Otros de los acercamientos
sucedidos en la estación astronómica ocurrieron en 2024, con las artistas
Ursula Tautz (Brasil) y Luisa Ordoñez (Colombia).
“Pudimos conocer todo el observatorio e
incluso pasar la noche allí, lo que intensificó aún más la sensación. Durante
la visita, todos los astrónomos estuvieron disponibles para conversar y
compartir información, y la arquitectura del espacio, esa extrañeza, nos dejó
maravillados, algo esencial para el arte, para la creación artística”, comentó
Ursula en una entrevista en
marco de su participación en la Bienal SACO1.2 Ecosistemas
oscuros con la obra Volvamos
al silencio: al silencio de las palabras que vienen del silencio.
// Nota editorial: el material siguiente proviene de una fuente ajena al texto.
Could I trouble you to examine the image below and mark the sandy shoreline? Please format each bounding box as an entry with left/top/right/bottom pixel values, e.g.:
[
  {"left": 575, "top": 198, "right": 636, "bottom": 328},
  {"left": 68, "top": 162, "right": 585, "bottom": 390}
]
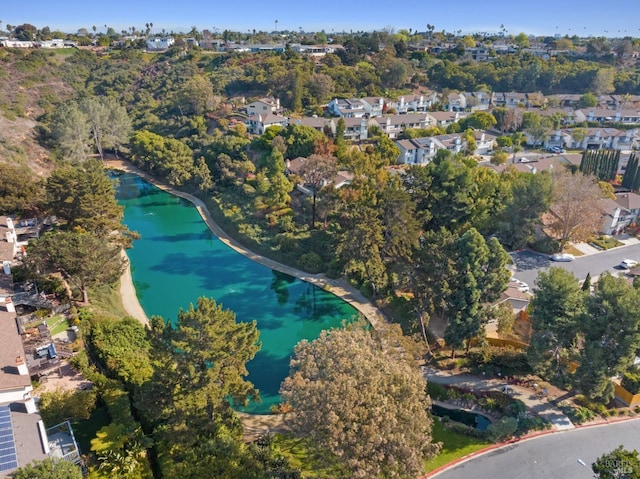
[
  {"left": 105, "top": 160, "right": 385, "bottom": 327},
  {"left": 120, "top": 251, "right": 149, "bottom": 326},
  {"left": 105, "top": 160, "right": 385, "bottom": 441}
]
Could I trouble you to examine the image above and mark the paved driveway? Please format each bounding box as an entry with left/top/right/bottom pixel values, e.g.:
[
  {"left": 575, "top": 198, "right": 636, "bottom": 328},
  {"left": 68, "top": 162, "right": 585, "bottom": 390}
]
[
  {"left": 510, "top": 244, "right": 640, "bottom": 288},
  {"left": 428, "top": 419, "right": 640, "bottom": 479}
]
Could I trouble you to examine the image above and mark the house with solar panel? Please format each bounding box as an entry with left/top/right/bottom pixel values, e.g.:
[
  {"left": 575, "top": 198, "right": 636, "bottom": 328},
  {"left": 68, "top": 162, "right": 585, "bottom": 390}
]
[{"left": 0, "top": 217, "right": 80, "bottom": 477}]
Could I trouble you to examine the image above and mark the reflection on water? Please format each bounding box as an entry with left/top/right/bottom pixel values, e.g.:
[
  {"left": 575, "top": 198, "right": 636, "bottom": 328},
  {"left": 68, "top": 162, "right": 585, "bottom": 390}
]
[{"left": 112, "top": 174, "right": 357, "bottom": 413}]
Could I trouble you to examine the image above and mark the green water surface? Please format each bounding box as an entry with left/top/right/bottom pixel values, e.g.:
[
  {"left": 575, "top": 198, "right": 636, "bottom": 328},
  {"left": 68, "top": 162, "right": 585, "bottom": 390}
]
[{"left": 117, "top": 173, "right": 357, "bottom": 413}]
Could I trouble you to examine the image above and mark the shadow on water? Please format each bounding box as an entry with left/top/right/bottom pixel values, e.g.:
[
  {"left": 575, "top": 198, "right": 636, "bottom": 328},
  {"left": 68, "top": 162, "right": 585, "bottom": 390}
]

Carlos Rendón, encargado de Vinculación de
SACO, reflexiona respecto al interés del mundo del arte hacia la astronomía,
haciendo hincapié en que “más allá de la belleza estética de los observatorios
y los cielos del desierto de Atacama, hay también un factor importante de
buscar aquello que no se ve. Normalmente los observatorios trabajan buscando
aquello invisible al ojo humano, que está tan lejos que no lo podemos siquiera
imaginar.
Creo que esa visión la comparten también los artistas, que miran al mundo buscando lo imperceptible, ideas o conceptos que luego se transformen en una obra de arte”.
Así, la colaboración entre Bienal SACO y ESO Chile continúa consolidándose como un puente entre arte y ciencia.
Recientemente se lanzó una convocatoria para una nueva residencia en torno a esta temática: Observatorio ISLA, para la cual ya se anunciaron las cuatro creadoras nacionales que vivirán esta experiencia en noviembre de 2026, promoviendo así nuevas formas de exploración y creación en el desierto de Atacama.